Rosenheim – Zum Startpunkt des Trainings, der Rossmüller-Filiale am Roßacker, gehe ich zu Fuß. Was ich dabei noch völlig außer Acht lasse, sind die unzähligen Hindernisse für Rollstuhlfahrer: zu hohe Bordsteine, leichte Anstiege und noch viele andere, die sich mir erst im Laufe des Trainings aufzeigen. Genau das ist es aber, wofür das Training angedacht ist: In diesem Fall sollen damit angehende Erzieher ein besseres Gefühl für den Umgang mit Rollstuhlfahrern erhalten. Dafür geht nichts über die Erfahrung am eigenen Leib.
Unterricht vertiefen
und erlebbar machen
„Im Rahmen einer jeden Erzieherausbildung können alle Studierenden mit praxisnahen Übungen, Themenbereiche aus dem Unterricht noch einmal vertiefen und erlebbarer machen“, erklärt mir Diplom-Sozialpädagogin Sabine Herrmann. So auch ihre Schützlinge vom GGSD Bildungszentrum Rosenheim, die sich in Kleingruppen – jede mit einem Rollstuhl ausgerüstet – auf den Weg in die Rosenheimer Innenstadt machen. Dabei darf ich eine Gruppe von Studierenden begleiten und auch selbst auf dem Rollstuhl Platz nehmen.
Bevor es aber richtig losgeht, wird uns die Bedienung eines Rollstuhls erklärt: Wie funktionieren die Bremsen? Was muss ich als Schiebender beachten? Wie kann ich lenken? Wir werden regelrecht mit Informationen zugeschüttet und anschließend sofort von der Leine gelassen. Aus meiner Gruppe nimmt Luisa Pawlack als Erste im Rollstuhl Platz und bemerkt nach den ersten Metern: „Es fühlt sich irgendwie seltsam an. Man muss dem Schiebenden ganz schön viel Vertrauen entgegenbringen.“
Dasselbe Gefühl macht sich auch bei mir breit, als ich mich einige Zeit später selbst auf den Rollstuhl setze. Nachdem wir uns in den Rollen abwechseln, übernimmt bei mir Anna Whitehead das Schieben. Ich kann nun lediglich noch die Bremse ziehen, muss also voll und ganz auf die Führung von Anna vertrauen. Es dauert, bis ich mich daran gewöhne, schließlich kann ich sie nicht mal sehen. Es fühlt sich an, als fahre der Rollstuhl ganz von alleine.

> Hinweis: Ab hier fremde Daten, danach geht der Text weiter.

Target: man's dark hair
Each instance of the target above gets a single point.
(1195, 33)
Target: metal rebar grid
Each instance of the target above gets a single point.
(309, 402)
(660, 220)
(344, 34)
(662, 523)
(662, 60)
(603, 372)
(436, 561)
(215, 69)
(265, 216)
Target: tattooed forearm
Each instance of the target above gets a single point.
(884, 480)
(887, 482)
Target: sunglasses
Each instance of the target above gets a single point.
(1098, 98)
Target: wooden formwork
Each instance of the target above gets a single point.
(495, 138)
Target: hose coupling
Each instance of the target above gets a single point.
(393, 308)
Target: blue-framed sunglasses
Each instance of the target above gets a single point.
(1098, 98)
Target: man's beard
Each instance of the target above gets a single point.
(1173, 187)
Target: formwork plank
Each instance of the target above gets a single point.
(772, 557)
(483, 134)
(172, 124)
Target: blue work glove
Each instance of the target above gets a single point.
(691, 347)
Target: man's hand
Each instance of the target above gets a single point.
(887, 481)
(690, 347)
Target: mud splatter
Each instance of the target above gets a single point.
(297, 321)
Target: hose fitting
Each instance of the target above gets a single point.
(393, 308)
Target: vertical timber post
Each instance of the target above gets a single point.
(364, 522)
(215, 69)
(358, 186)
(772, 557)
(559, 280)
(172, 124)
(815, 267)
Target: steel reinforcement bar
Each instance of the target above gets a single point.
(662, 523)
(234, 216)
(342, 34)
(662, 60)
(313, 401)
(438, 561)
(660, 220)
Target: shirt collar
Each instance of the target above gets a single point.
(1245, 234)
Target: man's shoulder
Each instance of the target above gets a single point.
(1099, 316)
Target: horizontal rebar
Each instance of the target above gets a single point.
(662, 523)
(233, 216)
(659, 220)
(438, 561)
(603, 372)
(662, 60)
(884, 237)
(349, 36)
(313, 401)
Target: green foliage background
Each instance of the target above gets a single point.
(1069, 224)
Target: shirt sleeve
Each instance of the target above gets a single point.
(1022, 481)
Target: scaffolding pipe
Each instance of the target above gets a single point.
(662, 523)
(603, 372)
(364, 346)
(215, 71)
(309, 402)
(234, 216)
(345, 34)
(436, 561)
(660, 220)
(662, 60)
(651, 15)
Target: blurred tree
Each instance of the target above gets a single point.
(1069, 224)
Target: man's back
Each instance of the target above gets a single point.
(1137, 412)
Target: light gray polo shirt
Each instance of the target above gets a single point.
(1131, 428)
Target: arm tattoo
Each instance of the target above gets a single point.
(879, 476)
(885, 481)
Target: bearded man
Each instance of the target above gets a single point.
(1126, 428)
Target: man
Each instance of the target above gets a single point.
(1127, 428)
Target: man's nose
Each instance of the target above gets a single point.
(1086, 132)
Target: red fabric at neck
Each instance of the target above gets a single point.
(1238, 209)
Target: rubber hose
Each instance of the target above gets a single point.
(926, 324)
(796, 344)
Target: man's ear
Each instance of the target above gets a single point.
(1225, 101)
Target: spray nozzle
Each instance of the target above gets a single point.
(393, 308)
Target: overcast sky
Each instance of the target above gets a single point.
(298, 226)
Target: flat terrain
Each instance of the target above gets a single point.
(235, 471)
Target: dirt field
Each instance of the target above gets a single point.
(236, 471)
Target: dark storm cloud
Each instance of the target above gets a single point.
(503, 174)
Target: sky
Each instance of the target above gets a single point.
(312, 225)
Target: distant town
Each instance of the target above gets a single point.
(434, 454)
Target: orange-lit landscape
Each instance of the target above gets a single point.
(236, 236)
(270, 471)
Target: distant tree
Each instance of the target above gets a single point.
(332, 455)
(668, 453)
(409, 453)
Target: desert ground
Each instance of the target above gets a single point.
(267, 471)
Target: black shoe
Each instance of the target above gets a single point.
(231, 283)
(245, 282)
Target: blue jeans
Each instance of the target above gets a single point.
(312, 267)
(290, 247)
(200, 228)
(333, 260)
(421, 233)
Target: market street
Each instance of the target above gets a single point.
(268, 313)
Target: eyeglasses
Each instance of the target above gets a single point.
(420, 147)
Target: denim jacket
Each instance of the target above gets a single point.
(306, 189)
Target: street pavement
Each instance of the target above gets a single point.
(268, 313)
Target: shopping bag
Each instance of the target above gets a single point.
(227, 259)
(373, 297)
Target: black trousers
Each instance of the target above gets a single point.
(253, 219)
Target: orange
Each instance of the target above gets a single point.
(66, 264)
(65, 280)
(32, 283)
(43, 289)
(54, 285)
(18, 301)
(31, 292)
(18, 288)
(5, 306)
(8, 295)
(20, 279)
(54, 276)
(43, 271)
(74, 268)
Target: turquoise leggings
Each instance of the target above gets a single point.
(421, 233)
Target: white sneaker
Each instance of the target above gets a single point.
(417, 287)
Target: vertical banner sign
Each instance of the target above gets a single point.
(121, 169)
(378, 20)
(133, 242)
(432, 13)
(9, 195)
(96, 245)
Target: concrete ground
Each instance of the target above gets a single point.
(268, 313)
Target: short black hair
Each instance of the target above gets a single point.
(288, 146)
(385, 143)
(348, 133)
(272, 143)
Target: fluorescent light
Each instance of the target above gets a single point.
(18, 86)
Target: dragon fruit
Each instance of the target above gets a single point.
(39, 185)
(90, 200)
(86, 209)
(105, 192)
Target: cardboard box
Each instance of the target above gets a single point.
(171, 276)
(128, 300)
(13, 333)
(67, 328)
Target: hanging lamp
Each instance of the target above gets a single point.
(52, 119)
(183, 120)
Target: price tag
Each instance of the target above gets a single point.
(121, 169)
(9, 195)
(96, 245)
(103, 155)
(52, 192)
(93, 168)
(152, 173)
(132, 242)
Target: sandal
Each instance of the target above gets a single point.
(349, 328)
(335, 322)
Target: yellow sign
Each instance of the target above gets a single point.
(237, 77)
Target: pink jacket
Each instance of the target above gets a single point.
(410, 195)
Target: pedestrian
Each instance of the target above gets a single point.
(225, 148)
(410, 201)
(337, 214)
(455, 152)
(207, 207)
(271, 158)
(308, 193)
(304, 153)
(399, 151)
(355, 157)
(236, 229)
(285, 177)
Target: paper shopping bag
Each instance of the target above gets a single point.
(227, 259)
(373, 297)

Aus meiner nun tiefergelegten Perspektive nehme ich auch mein Umfeld, und mein Umfeld mich, ganz anders war. Viele Passanten blicken nun mit einem gewissen Mitgefühl auf mich hinab. Einerseits freut es mich, dass mir von so vielen Mitmenschen eine gewisse Unterstützung entgegengebracht wird.
Andererseits komme ich mir vor, als werde ich wie ein unreifes Kind behandelt, das noch nicht für sich sorgen kann. Dabei wird man durch einen Rollstuhl nicht weniger Mensch: Wie ich selbst erlebt habe, ist trotz einiger Einschränkungen immer noch so etwas wie Alltag möglich.
Um auch die Perspektive eines Rollstuhlfahrers ohne Begleitung einzunehmen, wechseln wir uns auch hier mit den Solofahrten ab. Dabei stoßen wir auf einige Hindernisse, die wir alleine nicht meistern könnten. Marie Jäger ist dabei die Erste und muss sich auch prompt den schweren Glastüren am Karstadt-Eingang geschlagen geben. Nur dank eines hilfsbereiten Passanten kann sie auch das Innere des Geschäfts sehen. Als ich an der Reihe bin, komme ich sogar ins Schwitzen: Wir befinden uns auf dem Rückweg zu Rossmüller, müssen deshalb also wieder den Hügel zum Roßacker hinauf. Wie anstrengend kann das schon sein? Wie sich herausstellt, sehr. Ich komme nur langsam voran, und bereits nach einigen Metern melden sich meine Arme unter der hohen Anstrengung. Es braucht also neben netten Mitmenschen auch eine gute Kondition in den Oberarmen.
Neue Perspektive
gewonnen
Nachdem wir uns wieder am Ausgangsort eingefunden haben, ist sich meine Gruppe einig: Der Ausflug hat uns allen eine völlig neue Perspektive aufgetan. Auch wenn wir mit nur knapp anderthalb Stunden in keiner Weise beurteilen können, was es bedeutet, für einen längeren Zeitraum im Rollstuhl zu sitzen. Trotzdem nehme ich vieles aus dem Training mit und werde Rollstuhlfahrern in Zukunft mit einer anderen Grundhaltung begegnen.